Op het moment dat ik deze column schrijf, is het 12 mei. De nationale feestdag van het gilde waar ik nu alweer vijfendertig jaar toe behoor, de verpleging. In importantie legt de geboortedag van de grondlegger van de moderne verpleegkunde, Florence Nightingale, het sinds 2014 voor mij af tegen de sterfdag van mijn vader.
Mijn vader overleed dat jaar in een verpleeghuis in Bergen.
Aan dementie.
Of aan de complicaties bij dementie.
Daar zijn de geleerden het niet over eens.
Een theoretische discussie. In het kader van deze column van (veel) minder belang.
In het jaar 2008, het jaar dat mijn vader de diagnose dementie kreeg, had ik er al een flink aantal jaren als zorgverlener aan mensen met dementie op zitten.
Dat zou in de mantelzorg voor mijn vader tot voordeel moeten strekken, zou je denken.
Het is in mijn geval maar zeer ten dele waar gebleken.
Ik zit op de bank naast mijn vader.
Hij vraagt voor de zoveelste keer hoe oud ik ben.
'47,' zeg ik zwaar zuchtend. Of dat zuchten niet al erg genoeg is, voeg ik eraan toe: 'maar dat is de laatste keer dat ik antwoord. Het heeft toch geen zin.' Mijn arme vader wendt schuldbewust het hoofd af. Hij lijkt zich betrapt te voelen.

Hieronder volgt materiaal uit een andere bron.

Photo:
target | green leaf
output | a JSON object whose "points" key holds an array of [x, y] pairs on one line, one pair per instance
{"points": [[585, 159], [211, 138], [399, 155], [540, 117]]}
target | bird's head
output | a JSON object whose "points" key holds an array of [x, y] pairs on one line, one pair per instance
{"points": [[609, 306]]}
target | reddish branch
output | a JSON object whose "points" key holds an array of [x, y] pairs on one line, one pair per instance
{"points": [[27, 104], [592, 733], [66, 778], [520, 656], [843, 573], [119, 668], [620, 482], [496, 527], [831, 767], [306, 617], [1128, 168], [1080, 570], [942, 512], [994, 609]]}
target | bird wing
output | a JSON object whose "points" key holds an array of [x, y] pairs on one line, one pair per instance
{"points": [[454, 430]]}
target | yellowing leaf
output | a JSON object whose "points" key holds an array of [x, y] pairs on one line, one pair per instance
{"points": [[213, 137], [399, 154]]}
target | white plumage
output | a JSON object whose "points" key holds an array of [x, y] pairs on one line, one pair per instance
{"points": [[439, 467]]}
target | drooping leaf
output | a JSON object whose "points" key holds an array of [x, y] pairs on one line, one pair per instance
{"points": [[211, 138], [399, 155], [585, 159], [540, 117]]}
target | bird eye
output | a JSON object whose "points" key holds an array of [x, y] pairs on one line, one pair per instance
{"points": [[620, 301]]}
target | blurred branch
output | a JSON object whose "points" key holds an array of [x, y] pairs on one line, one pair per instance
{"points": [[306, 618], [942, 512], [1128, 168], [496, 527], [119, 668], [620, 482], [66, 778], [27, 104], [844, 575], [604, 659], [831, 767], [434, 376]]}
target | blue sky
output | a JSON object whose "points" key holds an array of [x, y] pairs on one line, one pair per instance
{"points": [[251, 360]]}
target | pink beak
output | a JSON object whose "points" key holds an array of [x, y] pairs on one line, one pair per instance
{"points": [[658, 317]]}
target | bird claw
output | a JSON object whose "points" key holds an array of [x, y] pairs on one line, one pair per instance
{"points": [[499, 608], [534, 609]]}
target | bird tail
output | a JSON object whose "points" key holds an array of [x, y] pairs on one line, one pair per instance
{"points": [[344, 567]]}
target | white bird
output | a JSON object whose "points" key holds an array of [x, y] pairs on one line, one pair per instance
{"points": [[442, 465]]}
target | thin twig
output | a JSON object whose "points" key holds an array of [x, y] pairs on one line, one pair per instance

Twee jaar later. Mijn vader is voor een groot deel zijn verbale vermogens kwijt. De afasie beperkt zich niet tot de kwaliteit van zijn gesproken woord. Het gesproken woord van anderen landt ook steeds minder goed bij hem. Hij staat voor zijn boekenkast. Een kast met veel, heel veel boeken. De blik in zijn ogen is een vertwijfelde. Hij slaat zijn handen om het hoofd. Wanneer hij zijn hoofd loslaat, wijst hij over de volle lengte naar de boekenkast. Ik vang de woorden 'boeken' ......'teveel'.......'weg' op. Ik sla een arm om zijn schouder en zeg: 'Je hoeft je geen zorgen te maken. Wij -mijn vrouw Connie, zijn echtgenote Laura en ik- zullen zorgen voor de boeken.' Deze goedbedoelde poging tot geruststelling herbergt vier elementaire fouten in de 'hogere omgangskunde.' In de eerste plaats onderken ik de emotie van mijn vader niet. Ik zeg dat hij zich geen zorgen hoeft te maken. Maar dat doet hij overduidelijk wel. Daarnaast zeg ik dat 'wij wel zullen zorgen voor de boeken.' Ik laat buiten beschouwing hoe. En laat bovendien buiten beschouwing, dat hij hoogstwaarschijnlijk zelf een rol bij de ordening van de boeken wil spelen. In de laatste plaats doe ik een beroep op iets wat er niet meer is: de herinnering aan een belofte. Het zijn voor mij de twee meest overtuigende ervaringen van het niet of inadequaat gebruikmaken van beroepsmatig opgedane ervaring. Helaas niet de enige.
Waarom deel ik deze ervaringen met jullie?
Hoewel er zeker schaamte speelt, geloof ik toch niet in een neiging tot zelftuchtiging.
Het is, ook vele jaren na dato, vooral verbazing.
Verbazing dat de zorg voor een zeer geliefde naaste met dementie door een broeder met ruime ervaring in de dementiezorg, niet automatisch leidt tot ''het betere.” Integendeel.
Maakte liefde ook in dit geval blind?
En leidt die liefde tot onbegrip, ongeduld en frustratie?
Wie het weet, mag het zeggen.
Ik moet nog steeds het antwoord schuldig blijven.